Encyclopedia of Cancer. Springer-Verlag (2015)
Although there is an abundance of evidence for immunoediting in murine models of cancer, the evidence that this occurs in human cancer is largely circumstantial. It has long been known that cancer patients develop immune responses to their own tumors. Indeed, both tumor-specific T cells and antibodies isolated from cancer patients have been harnessed to identify tumor-associated antigens by methods such as SEREX. In addition the ability of a patient to mount a response to their tumors, particularly if there is evidence of tumor infiltration of immune effector cells, is a strong predictor of a favorable prognosis. That the immune system sculpts tumor immunogenicity in tumors that arise in cancer patients is supported by the emergence of tumors in patients undergoing antigen-specific immunotherapy that have downregulated the tumor antigen to which the therapy is directed or components of the cellular machinery that generates the cell surface complex of HLA I and antigen recognized by CTLs. These include LMP proteasome subunits and transporter molecules that chaper- one antigen peptides from the cytosol to the Golgi apparatus for loading onto HLA class I molecules. Sometimes the HLA I molecule itself is lost, usually by mutation of the β2 microglobulin subunit, common to all HLA class I molecular complexes. In some cases, however, lack of HLA class I on the surface of a tumor is due not to mutational events in the HLA class I genes themselves but to downregulation of expression of the protein. This can often be reversed by cytokines, such as IFN-γ, but it is interesting to note that human tumors have been shown to arise that lack the IFN-γ receptor. The phenomenon of HLA class I loss from the surface of tumor cells has been documented in numerous clinical cancer vaccine trials for melanoma, prostate carcinoma, and HER-2/neu positive tumors.
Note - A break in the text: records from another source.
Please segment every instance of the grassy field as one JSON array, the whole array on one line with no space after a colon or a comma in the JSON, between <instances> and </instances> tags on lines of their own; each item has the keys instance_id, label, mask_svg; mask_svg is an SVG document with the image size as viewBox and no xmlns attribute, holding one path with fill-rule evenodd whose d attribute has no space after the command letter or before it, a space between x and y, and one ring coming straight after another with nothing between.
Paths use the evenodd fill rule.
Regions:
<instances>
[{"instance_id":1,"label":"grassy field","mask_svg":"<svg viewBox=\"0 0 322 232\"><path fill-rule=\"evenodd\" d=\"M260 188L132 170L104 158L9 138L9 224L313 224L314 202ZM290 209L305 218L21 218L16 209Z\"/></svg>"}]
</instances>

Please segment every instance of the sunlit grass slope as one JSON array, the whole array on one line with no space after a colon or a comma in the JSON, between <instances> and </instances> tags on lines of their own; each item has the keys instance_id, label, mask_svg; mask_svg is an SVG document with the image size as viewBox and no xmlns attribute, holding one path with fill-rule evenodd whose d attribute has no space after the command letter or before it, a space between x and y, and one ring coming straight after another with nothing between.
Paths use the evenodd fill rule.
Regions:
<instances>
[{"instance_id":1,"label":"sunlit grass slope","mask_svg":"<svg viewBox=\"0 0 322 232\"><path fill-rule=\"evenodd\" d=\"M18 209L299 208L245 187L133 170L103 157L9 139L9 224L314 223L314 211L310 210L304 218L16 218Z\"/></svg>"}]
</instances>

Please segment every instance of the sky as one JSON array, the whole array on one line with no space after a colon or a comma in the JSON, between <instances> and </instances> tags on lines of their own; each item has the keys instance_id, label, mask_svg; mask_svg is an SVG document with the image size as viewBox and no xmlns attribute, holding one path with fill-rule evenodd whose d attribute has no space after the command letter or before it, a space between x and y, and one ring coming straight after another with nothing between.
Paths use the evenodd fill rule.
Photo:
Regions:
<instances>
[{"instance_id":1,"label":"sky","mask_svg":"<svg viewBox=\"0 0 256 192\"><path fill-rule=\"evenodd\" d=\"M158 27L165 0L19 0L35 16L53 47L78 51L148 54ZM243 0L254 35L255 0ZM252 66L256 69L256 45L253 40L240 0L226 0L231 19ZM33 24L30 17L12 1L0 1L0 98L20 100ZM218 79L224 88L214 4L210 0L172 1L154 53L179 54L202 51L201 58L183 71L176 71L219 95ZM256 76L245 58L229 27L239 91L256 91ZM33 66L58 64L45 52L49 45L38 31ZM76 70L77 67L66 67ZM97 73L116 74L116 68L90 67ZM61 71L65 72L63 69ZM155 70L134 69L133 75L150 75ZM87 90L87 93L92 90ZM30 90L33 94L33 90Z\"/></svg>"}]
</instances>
In addition, even in the absence of immunotherapy, HLA class I expression has been shown to be lost or downregulated in all types of tumors especially in patients with advanced disease. Indeed, the frequency of deletion or downregulation of these cell surface molecules has been found to be as high as 15% in primary melanoma lesions and 50% in primary prostate carcinoma lesions. A further piece of evidence for immunoediting in human cancer is that patients that are seriously immunosuppressed, for example, post organ transplant, have a higher incidence of cancer than healthy individuals. Finally, the recent emergence of so-called checkpoint inhibitors of immunoinhibitory molecules such as CTLA-4, PD-1, or PD-L1 to treat cancer, particularly melanoma, by augmenting the natural immune response of the patient against his or her own tumor also supports the existence of immunosurveillance in human cancer.